Es difícil establecer la diferencia entre costumbres y verdades. Yo tendería a creer, de manera muy condicionada, que entre los idiomas hay zonas de tránsito y que éstas se refieren en especial al pensamiento; incluso, a las constricciones que le imponen la experiencia y el mundo objetivo. Cuestión de fe quizá: lo que se piensa acaba siendo transferible; únicamente varían las palabras: de ahí que uno traduzca; si no ¿qué sabríamos? La filosofía suele inventar mónadas cuando conjetura acerca de los lenguajes, como si perdiera la intuición que la vincula a las convenciones. Las palabras no son las cosas, sin duda, ni viceversa; sólo la imaginación se atrevería a proponer tal identidad. Pero negar cualquier conexión también engendra sus propios monstruos. Las tesis sobre la intraducibilidad terminan revelando, en el fondo, un falso problema —el de que las palabras no son ni siquiera iguales a las palabras— y una desviación patológica de la teoría hacia su figura predilecta: el laberinto.

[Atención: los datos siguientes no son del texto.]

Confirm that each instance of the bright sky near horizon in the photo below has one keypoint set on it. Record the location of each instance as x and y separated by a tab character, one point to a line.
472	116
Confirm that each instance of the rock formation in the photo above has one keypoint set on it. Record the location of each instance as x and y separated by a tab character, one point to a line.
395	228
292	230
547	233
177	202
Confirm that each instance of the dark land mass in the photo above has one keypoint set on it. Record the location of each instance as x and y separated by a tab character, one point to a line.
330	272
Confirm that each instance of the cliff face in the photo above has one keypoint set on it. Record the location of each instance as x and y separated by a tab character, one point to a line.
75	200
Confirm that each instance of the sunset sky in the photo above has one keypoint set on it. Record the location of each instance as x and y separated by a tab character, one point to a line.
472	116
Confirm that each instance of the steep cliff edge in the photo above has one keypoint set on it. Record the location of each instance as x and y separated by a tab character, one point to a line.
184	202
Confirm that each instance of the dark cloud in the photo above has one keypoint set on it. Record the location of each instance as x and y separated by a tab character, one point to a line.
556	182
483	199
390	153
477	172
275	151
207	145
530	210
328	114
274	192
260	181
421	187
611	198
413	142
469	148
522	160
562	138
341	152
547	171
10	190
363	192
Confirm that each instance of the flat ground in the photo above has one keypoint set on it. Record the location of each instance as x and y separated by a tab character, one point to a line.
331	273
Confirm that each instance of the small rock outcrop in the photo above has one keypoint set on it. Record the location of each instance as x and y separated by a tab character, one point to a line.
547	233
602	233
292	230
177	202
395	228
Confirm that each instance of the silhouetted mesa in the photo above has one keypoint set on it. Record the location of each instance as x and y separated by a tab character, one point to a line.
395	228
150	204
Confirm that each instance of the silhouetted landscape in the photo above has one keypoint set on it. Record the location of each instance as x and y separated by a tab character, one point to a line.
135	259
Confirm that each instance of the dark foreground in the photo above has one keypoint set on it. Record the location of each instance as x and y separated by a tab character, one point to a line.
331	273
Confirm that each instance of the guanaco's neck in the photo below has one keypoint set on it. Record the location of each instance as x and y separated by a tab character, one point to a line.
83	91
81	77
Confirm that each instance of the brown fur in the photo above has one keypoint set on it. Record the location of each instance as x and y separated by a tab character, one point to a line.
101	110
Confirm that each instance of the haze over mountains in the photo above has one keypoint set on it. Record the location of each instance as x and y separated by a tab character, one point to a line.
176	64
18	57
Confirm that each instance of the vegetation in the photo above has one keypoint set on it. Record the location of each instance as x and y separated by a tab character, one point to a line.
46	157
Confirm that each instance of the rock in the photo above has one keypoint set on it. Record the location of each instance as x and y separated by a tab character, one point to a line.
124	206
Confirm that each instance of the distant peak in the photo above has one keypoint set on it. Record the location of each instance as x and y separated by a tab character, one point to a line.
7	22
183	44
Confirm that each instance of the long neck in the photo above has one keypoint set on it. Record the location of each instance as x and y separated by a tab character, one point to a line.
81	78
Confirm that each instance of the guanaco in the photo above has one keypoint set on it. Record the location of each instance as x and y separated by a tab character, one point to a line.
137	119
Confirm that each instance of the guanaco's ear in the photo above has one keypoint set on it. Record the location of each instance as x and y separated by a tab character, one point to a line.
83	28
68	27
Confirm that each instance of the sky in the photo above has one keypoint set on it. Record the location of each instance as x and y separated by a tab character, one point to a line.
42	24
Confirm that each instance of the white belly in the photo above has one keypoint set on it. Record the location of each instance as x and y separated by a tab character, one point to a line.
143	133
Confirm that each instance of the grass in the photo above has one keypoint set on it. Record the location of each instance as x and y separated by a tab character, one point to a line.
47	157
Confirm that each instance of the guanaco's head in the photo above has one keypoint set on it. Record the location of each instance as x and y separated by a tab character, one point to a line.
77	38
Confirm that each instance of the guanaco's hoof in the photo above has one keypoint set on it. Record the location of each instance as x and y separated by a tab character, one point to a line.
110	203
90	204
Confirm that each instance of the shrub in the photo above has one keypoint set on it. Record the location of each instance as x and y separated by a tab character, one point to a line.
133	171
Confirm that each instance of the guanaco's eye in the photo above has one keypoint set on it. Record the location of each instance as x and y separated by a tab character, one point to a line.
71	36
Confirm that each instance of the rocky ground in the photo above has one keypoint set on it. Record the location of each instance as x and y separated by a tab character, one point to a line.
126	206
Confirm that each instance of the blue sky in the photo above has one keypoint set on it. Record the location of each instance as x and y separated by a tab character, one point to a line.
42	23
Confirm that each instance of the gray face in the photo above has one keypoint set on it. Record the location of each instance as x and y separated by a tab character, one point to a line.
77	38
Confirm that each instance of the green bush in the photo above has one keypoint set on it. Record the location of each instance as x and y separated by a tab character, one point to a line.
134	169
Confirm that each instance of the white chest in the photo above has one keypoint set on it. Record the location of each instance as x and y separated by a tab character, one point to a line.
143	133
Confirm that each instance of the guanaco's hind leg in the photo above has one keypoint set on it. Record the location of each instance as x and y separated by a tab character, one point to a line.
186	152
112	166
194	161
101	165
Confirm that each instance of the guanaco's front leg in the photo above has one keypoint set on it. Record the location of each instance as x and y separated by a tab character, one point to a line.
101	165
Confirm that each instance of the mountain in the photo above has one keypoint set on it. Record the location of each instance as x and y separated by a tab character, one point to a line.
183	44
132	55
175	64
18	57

La traducción, por fortuna, ha llevado una vida doble: la teórica que la niega o que le impone el extravagante arbitrio de la imperfección, y la empírica que no ha hecho más que llevarle la contra. Entretanto, las reglas, los procedimientos, los métodos no se han alejado de las tres vías que describió Dryden: literalidad, paráfrasis, imitación, y el tópico de rigor: ars combinatoria. De acuerdo con Nietzsche, la sensibilidad histórica de una época puede medirse “por los modos en que se traducen textos y por las maneras en que se busca incorporar tiempos pasados…” En la nuestra, además de todas las traducciones precedentes y de mejores diccionarios que multiplican significados, hay severos propósitos de exactitud y de suma corrección; cómo evadir, de otro modo, a la temible translationpolice en que nos convertimos todos cuando la traducción no es nuestra. De ahí que el oficio, a veces ahíto de arte, sea angustioso: hay que respetar la suma de las partes, la del original y la que nosotros le contraponemos, salvo en aquellas ocasiones privilegiadas en que se traduce por interpósito idioma y se admite intercalar la inspiración como sustituto del conocimiento.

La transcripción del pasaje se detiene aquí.